Lab 5: Intro to physical simulation
Today we are going to break from things we've been talking about in class and look at simulating physical processes. In particular, we are going to write functions which simulate simple Newtonian physics. In particular, we are going to think about launching an object and simulating its trajectory. First, if we want to model the flight of on object, what things do we need to represent (what are our variables going to be?). Second, how are these initialized? Third, how are they updated? and Fourth, how can we visualize them? The lab today will help work through those questions, but in the future i'll continue to ask you to do more and more of this yourself.
  1. First, if we want to model the flight of on object, what things do we need to represent (what are our variables going to be?). We need to model the position of the object, y. In order to update this, we will need to use the velocity v, and in order to update the velocity, we will need to use the accelaration a. We will suppose that a is constant.
  2. Second, how are these initialized? We will let the user specify starting conditions for all of these.
  3. Third, how are they updated? In the first step, we chose to maintain the position of the object "y". Even if we only represent the "current" position y, we can think about the variable y(t): Thinking back to physics, y(t) is a time varying function. The most common approach to understanding how a function varies is to take the "first order taylor series expansion". This says that near a time point t:
    y(t + dt) = y(t) + dy/dt * dt + higher order terms
    we commonly choose to make our simulation run at a time step where all the higher order terms are close to zero, so we ignore those terms. the other term (dy/dt) is the velocity, that we are representing with the variable v. So, in a small time step (from t to (t+dt)), how does y change?
    yNew = y + v * dt.
    Then, from one time step to the next, the velocity also changes.
    v(t + dt) = v(t) + dv/dt * dt + higher order terms.
    Since dv/dt = a, we can use:
    aNew = v + a * dt.
    and we can assume that a is a constant.
  4. and eventually we will plot the value of y as a function of time.

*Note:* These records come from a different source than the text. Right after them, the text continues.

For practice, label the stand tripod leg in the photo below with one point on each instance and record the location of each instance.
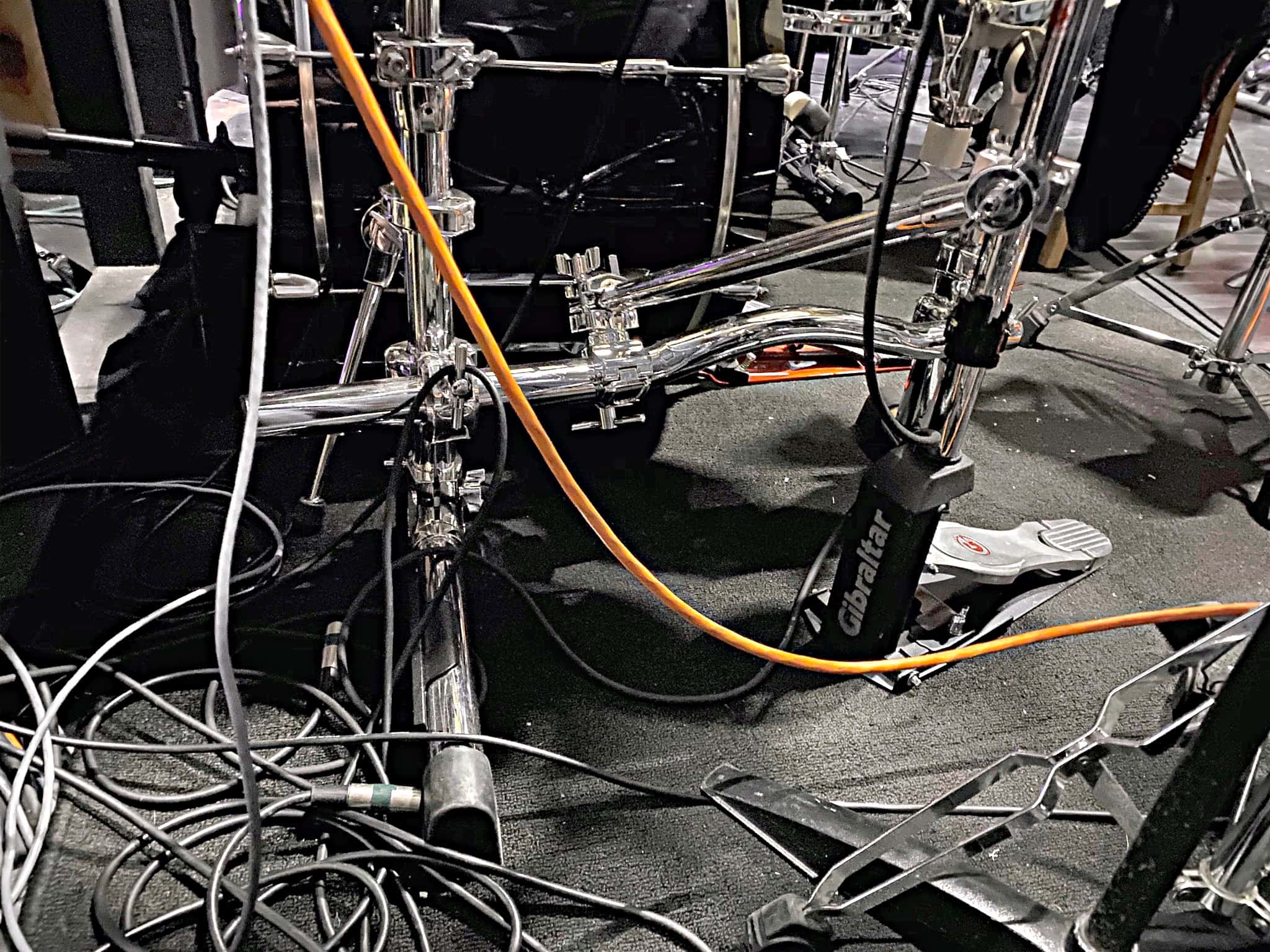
(385, 239)
(460, 809)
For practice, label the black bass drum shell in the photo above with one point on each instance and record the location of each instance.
(518, 141)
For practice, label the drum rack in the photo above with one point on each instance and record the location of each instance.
(954, 338)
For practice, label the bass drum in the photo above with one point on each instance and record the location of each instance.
(652, 190)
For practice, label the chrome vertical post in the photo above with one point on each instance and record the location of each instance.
(1245, 316)
(1241, 860)
(1001, 201)
(425, 69)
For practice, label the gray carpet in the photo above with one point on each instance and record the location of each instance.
(732, 508)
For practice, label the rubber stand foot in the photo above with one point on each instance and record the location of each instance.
(460, 810)
(308, 517)
(783, 924)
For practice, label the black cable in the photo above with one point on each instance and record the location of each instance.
(588, 156)
(912, 83)
(681, 700)
(386, 537)
(470, 535)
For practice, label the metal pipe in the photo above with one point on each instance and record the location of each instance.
(422, 19)
(936, 213)
(730, 150)
(1249, 307)
(1242, 857)
(1201, 787)
(1215, 229)
(287, 412)
(835, 87)
(371, 298)
(634, 69)
(313, 154)
(1068, 38)
(443, 689)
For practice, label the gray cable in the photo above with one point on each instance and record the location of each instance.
(243, 474)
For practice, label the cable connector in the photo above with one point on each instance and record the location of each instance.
(393, 798)
(328, 676)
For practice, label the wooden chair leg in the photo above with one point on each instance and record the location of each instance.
(1055, 243)
(1206, 168)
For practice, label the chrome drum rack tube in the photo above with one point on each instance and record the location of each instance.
(936, 213)
(288, 412)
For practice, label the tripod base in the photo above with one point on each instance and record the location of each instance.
(963, 910)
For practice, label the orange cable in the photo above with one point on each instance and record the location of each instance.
(399, 170)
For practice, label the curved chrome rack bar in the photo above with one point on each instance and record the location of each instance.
(287, 412)
(934, 214)
(863, 24)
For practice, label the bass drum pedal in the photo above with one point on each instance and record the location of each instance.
(978, 582)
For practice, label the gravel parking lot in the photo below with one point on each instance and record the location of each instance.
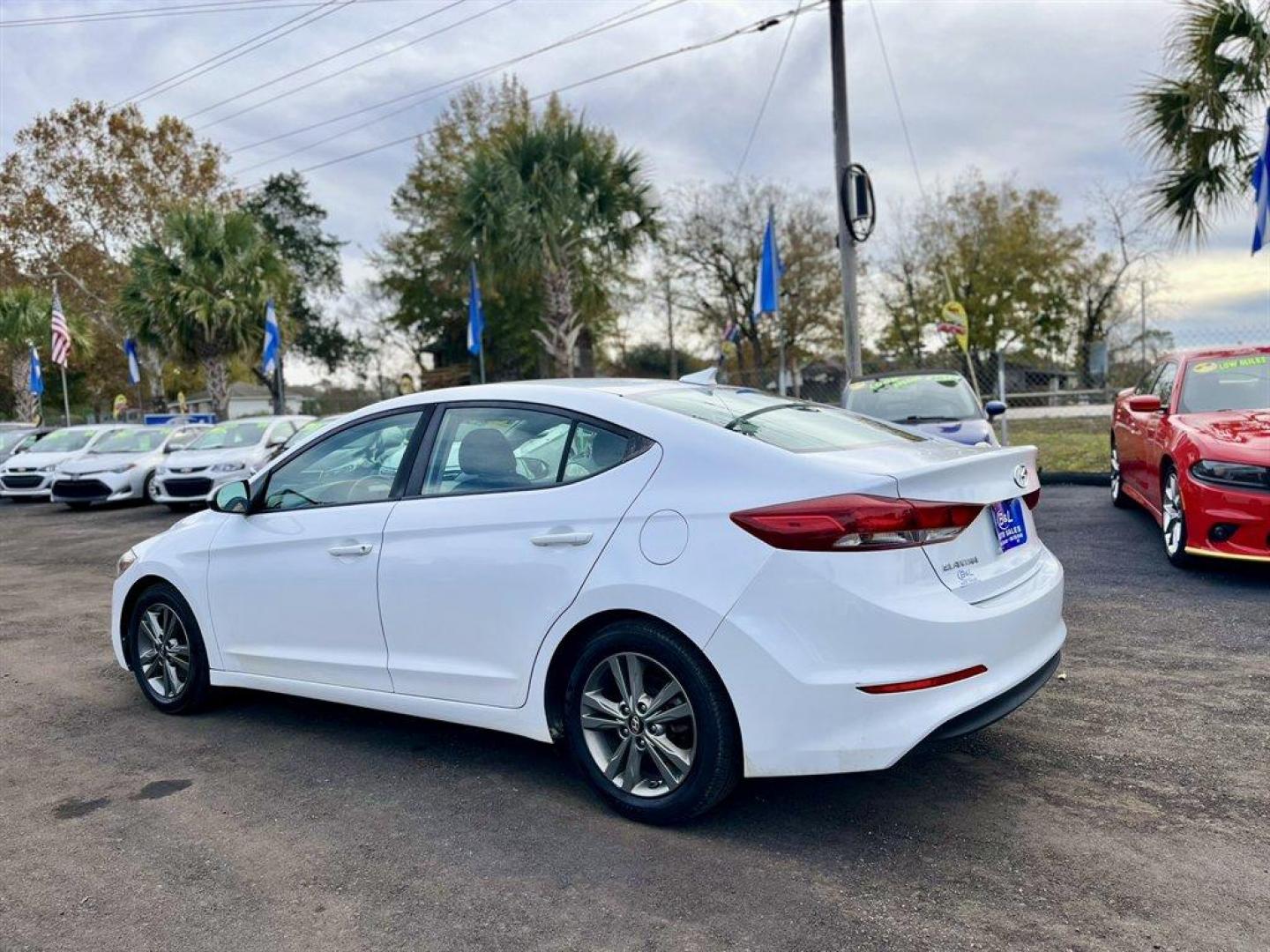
(1125, 807)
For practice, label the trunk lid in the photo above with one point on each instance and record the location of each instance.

Task 1: Write a function to update the position and velocity of a particle. Your function should have the form: 

function [yNew, vNew] = update(y,v,a,dt)
and take values of y,v,a and a time step dt, and return new values for y and v.

You should create for yourself 2 sample inputs and compute by hand the expected output, then verify that your program gives this output.

Show your calculations and your function as you check in with the TA.

Task 2:

Write a function that simulates the behavior of this over time, as long as the "y" position is positive. Your function should have the form: 

function simulate(origY,origV,a,dt)

that takes initial values for y,v, and a, dt and continually calls your update function until y becomes less than zero. Your function should include a while loop.

Add to your function a call that plots the current value of (y,n) where n how many times you've called the update function.

Check in with a TA and show the plot.

Task 3:

Finally, I'd like to simulate the particle bouncing when it hits the ground. When the position becomes negative, flip the velocity from negative to positive. You could do this by modifying either the "simulate" function or the "update" function. Choose one function to modify and write one or two sentences about how/why you which to make the modification in that function.

Check in with a TA, show your justification, and show the resulting plot.